Getting started with data science – recommended resources
An oft asked question is what resources can I recommend for getting started with data science? Here are my recommendations, and if you have others, please put them in the comments!
NB Links in this post may be affiliate links – it doesn’t change the prices you get but might earn me a little money
Data Science for Business
Data Science for Business is a great overview book.
It’s not very technical and it makes the concepts very accessible. I especially found the sections describing how loss functions work, particularly enlightening compared to other explanations I’ve seen.
Most importantly, it dwells on the process and the business implications of data science. This is a book I’m happy to recommend to managers, technology people, and recent graduates alike.
I read the book on my phone on kindle, usually when I was travelling. It remained something readable and intelligible at early hours and late nights – a compelling endorsement in an area where the books can be dense and make one’s brain bleed out of one’s ears.
R for Data Science
R for Data Science: Import, Tidy, Transform, Visualize, and Model Data is written by Hadley Wickham and Garett Grolemund. You can buy it and you can also access it online.
If you’re interested in learning to actually start doing data science as a practitioner, this book is a very accessible introduction to programming.
Starting gently, this book doesn’t teach you much about the use of R from a general programming perspective. It takes a very task oriented approach and teaches you R as you go along.

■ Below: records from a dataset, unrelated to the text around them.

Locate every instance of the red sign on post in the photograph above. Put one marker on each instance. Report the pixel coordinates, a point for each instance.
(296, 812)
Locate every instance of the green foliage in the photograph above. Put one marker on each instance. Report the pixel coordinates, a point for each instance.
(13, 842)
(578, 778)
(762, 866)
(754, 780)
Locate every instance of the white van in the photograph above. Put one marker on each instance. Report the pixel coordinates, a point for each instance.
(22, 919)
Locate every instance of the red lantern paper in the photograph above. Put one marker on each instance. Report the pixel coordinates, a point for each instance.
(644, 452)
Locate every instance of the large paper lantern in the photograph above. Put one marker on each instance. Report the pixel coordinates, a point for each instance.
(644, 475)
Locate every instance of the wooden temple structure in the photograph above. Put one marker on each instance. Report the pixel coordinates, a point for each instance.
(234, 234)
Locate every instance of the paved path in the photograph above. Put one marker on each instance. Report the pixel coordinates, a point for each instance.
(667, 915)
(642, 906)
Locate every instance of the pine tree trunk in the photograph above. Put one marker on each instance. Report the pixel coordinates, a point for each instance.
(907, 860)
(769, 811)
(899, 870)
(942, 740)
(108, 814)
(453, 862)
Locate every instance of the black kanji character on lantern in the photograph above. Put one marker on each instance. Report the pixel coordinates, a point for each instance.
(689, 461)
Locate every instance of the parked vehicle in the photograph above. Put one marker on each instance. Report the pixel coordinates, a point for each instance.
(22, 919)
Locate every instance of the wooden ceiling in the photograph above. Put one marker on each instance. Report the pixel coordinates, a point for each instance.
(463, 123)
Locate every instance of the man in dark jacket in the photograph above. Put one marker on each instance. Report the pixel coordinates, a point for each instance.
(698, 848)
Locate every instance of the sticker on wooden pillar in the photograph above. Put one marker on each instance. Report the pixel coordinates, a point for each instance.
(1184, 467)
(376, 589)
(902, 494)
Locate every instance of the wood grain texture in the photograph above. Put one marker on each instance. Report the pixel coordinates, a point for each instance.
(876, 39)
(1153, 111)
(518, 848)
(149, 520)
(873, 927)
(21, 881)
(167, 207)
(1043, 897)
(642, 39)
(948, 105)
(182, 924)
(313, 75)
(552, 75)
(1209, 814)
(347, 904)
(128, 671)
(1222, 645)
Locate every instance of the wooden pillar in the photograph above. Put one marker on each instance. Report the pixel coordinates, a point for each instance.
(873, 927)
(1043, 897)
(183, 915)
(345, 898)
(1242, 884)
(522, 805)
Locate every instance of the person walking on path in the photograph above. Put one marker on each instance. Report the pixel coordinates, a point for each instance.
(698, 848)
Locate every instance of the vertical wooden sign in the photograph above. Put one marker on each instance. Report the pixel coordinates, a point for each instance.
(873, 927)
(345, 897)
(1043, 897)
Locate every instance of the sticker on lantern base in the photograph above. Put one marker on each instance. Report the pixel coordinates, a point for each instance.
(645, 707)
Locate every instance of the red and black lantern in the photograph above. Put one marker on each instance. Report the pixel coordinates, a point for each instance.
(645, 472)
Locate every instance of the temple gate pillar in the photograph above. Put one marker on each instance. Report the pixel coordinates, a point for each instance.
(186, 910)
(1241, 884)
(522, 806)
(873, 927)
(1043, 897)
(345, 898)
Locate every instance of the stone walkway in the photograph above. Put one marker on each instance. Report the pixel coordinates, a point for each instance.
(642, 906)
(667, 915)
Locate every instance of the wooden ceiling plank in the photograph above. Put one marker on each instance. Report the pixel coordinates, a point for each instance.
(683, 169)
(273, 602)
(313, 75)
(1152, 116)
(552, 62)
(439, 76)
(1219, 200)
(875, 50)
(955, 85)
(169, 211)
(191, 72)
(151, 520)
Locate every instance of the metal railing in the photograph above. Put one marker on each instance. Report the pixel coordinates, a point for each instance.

This book doesn’t cover the breadth and depth of data science in R, but it gives you a strong foundation in the coding skills you need and gives you a sense of the process you’ll go through.
I really like this book but it’s important to note you may have some gaps in your knowledge if this is your main introduction to R programming.
Introductions to R
There are many introductions to R that are useful. The difficulty lies in that there aren’t many focusing on modern R.
I struggle with the ongoing debate about whether I teach people a strong understanding in base R (or vanilla R) or do I teach them modern R (e.g. data.table and the tidyverse) which I perceive to be easier?
- Base R is quirky and quite difficult to learn. Modern R is much easier.
- Base R knowledge ensures you understand the core objects and programming constructs. Modern R focusses on tabular data, which is what most people need.
- Base R is stable. Modern R is bleeding edge.
There are very good base R introductory books but we’re still relatively lacking in ones that incorporate a lot of modern R.
- An Introduction to R
- R Cookbook: Proven Recipes for Data Analysis, Statistics, and Graphics
- Teach Yourself R in 24 Hours (modern R-ish)
User groups are a great way to meet people in the field and see some talks in the area. For the most part, I recommend you go to meetup.com and look for local data science, python, or R meetups near you.
I love user groups and I think they’re a great way to build a local network of people you can chat to about your start in data science.
There’s a reasonable amount of people out there offering introductions to R and data science. I myself offer training, from bespoke to community workshops to training for BI people. You can often search Eventbrite or ask on twitter to find an event happening near you. Your local user group is another great place to ask.
You can also check out a lot of conferences. KDNuggets keep a good list of conferences that you can attend.
As data science is becoming so popular, you can often see a lot of data science appearing in non-data science conferences, especially data platform and analysis conferences so you might be able to look to conferences you already know about for getting started with data science.
I love reading blogs as a way of learning in an area – not only do you get technical knowledge but people are kind enough to share theory and current trends too. I read a variety that might not suit everyone but if you’re just starting out I recommend Becoming a Data Scientist and R-bloggers.
Getting hands-on is an important aspect of learning for me.
In more gentle ways of learning, you can start using Microsoft free notebook and machine learning platform to start coding things.
By far my most recommended site for learning R and data science is DataCamp. DataCamp blends videos and online exercises making it a great way to learn practically but still get the theory.
There are a number of free introductory courses, but DataCamp works on a monthly subscription access model of $29. For the monthly fee, you can consume any and all of their courses.
DataCamp is great value for money, especially if you want to do an intensive month of learning and then end your subscription.
Coursera is the original online course provider.
They’ve got some fantastic courses for getting started with data science.
With online courses like this, you can find yourself dropping off it and not finishing a course. I recommend you start with just a course or two before you go for something like the $20k Masters in Data Science that you could work towards on there!